I used the list to create 4 datasets. Now I want to list all potential ID variables in each dataset. My criteria are: 1)if this variable has over 80% unique observations; 2) If this variable does not have missing value over 30%.
To get those statistic variables, I first use skimr function in R to get a tibble containing all information, then I used filter to sift out the variables I am looking for based on the two criteria aforementioned. Here is my code:
dfa<- dflist[[1]]%>%
mutate_if(is.numeric,as.character)%>%
skim()%>%
as_tibble()%>%
filter(character.n_unique >=nrow(dflist[[1]])*0.01)%>%
filter(n_missing<=nrow(dflist[[1]])*0.30)
This code works fine and returns the expected variables for dataset 1. However, I have 4 different size datasets, so I am considering to integrate it into a loop code. Here is my try:
First, I create a dfid list to contain the new results since I do not want the dflist is modified. Then I changed 1 in previous code in dflist[[1]] to "i". But this code does not work, the R warns that "Error in filter(., dflist[[i]][, character.n_unique] >= nrow(dflist[[1]]) * :
Caused by error in [.data.frame
:
! undefined columns selected".
Here is my code:
dfid<-list()
for (i in 1:4){
dfid[[i]]<-dflist[[i]]%>%
mutate_if(is.numeric,as.character)%>%
skim()%>%
as_tibble()%>%
filter(dflist[[i]][,character.n_unique] >=nrow(dflist[[i]])*0.01)%>%
filter(dflist[[i]][,n_missing]<=nrow(dflist[[i]])*0.30)
}
So my questions are:
- How to fix this error to make the goal possible?
- Once the dfid[[i]] has desired variables from 4 different datasets, what code I should add in to loop to combine them (4 lists) together and distinct the variable name, finally get the vector of variable names from this combined list or dataset?
Thanks a lot for your help in advance~~!
CodePudding user response:
The columns should be quoted if we are using [
unless it is an object.

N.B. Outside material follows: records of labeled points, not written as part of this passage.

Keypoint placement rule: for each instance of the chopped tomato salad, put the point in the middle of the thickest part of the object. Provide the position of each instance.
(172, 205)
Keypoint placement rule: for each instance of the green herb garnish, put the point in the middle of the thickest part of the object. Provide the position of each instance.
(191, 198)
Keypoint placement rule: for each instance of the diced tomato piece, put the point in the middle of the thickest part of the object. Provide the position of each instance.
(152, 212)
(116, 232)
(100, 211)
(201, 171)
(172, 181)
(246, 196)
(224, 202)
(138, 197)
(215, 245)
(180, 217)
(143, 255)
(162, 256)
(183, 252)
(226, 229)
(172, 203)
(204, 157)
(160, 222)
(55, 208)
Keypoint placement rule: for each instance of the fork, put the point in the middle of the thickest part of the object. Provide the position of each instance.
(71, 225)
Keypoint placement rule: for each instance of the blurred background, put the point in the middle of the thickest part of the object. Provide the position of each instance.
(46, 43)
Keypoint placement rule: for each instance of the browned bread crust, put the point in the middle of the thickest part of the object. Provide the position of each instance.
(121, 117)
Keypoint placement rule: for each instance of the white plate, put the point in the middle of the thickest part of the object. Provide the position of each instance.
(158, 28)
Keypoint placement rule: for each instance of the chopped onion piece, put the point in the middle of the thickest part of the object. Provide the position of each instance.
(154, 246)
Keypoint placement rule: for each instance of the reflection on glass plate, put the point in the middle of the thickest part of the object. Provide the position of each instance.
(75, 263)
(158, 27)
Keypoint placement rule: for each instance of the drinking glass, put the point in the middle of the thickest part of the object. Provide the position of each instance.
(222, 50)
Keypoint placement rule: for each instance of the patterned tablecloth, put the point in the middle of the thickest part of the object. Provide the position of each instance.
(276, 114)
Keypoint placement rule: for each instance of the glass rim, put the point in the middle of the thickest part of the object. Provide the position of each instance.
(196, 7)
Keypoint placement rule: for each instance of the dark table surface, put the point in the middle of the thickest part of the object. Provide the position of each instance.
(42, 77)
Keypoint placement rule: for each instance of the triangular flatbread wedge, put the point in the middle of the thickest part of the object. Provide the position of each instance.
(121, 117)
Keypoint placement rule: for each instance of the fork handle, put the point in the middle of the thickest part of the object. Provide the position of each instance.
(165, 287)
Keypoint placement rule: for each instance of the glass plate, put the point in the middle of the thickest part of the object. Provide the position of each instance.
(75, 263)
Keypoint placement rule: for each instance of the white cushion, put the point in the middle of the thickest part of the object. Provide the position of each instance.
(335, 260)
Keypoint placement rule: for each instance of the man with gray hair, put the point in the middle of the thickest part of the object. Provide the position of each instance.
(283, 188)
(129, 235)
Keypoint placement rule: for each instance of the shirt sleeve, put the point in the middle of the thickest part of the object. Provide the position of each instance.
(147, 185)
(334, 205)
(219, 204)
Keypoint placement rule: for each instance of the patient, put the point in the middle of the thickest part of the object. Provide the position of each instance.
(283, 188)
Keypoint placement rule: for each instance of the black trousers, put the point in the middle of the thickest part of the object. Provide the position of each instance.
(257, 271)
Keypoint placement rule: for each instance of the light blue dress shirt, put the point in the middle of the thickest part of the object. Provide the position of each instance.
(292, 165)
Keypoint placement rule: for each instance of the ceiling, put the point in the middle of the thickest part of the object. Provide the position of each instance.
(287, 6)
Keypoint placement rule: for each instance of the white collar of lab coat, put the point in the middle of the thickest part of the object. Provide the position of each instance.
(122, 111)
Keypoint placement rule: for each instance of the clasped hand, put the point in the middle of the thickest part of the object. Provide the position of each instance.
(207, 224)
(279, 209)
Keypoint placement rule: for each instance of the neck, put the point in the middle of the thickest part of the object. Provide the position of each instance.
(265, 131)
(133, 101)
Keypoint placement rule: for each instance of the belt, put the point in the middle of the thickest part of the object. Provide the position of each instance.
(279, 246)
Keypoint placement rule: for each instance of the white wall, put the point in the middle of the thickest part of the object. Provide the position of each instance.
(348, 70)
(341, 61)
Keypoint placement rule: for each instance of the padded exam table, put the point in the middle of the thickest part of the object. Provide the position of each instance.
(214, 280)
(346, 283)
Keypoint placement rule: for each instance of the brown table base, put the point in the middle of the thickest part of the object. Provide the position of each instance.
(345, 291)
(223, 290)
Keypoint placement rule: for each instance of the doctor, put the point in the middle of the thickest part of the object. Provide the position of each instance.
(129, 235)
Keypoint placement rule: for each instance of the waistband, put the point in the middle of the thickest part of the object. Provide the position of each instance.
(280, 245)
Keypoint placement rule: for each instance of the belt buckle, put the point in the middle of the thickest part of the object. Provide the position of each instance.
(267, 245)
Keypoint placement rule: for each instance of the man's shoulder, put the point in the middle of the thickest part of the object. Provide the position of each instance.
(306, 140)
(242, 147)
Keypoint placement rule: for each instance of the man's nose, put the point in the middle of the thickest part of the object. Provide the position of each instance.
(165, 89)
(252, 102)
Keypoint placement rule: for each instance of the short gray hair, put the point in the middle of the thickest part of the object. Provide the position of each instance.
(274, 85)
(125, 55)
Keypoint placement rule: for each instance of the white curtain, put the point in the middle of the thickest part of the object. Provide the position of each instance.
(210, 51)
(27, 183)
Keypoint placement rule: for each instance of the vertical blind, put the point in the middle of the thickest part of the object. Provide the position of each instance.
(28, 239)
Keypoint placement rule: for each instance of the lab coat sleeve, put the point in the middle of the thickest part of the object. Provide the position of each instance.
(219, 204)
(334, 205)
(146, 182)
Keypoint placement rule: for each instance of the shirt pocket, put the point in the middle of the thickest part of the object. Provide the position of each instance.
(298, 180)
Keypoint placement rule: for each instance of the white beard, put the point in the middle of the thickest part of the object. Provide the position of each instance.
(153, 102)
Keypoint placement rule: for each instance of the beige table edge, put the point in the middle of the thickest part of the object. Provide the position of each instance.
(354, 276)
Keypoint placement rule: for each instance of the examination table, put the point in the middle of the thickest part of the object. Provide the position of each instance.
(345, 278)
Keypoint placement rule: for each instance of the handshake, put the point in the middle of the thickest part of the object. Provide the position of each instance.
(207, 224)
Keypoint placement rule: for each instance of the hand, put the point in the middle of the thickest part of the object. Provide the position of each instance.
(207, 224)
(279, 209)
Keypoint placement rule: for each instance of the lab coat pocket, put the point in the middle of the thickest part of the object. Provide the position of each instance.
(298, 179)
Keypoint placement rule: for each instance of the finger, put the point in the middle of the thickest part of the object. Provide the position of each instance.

It may be easier to loop with map/lapply
library(purrr)
library(dplyr)
dfid <- map(dflist, ~ .x %>%
mutate(across(where(is.numeric), as.character))%>%
skim()%>%
as_tibble()%>%
filter(character.n_unique >= n()*0.01)%>%
filter(n_missing <= n()*0.30))
We don't need the [
when we use the chain
dfid <- vector('list', length(dflist))
for (i in seq_along(dflist)){
tmp <- dflist[[i]]
dfid[[i]] <- tmp %>%
mutate_if(is.numeric,as.character)%>%
skim()%>%
as_tibble()%>%
filter(character.n_unique >=n()*0.01)%>%
filter(n_missing <=n()*0.30)
}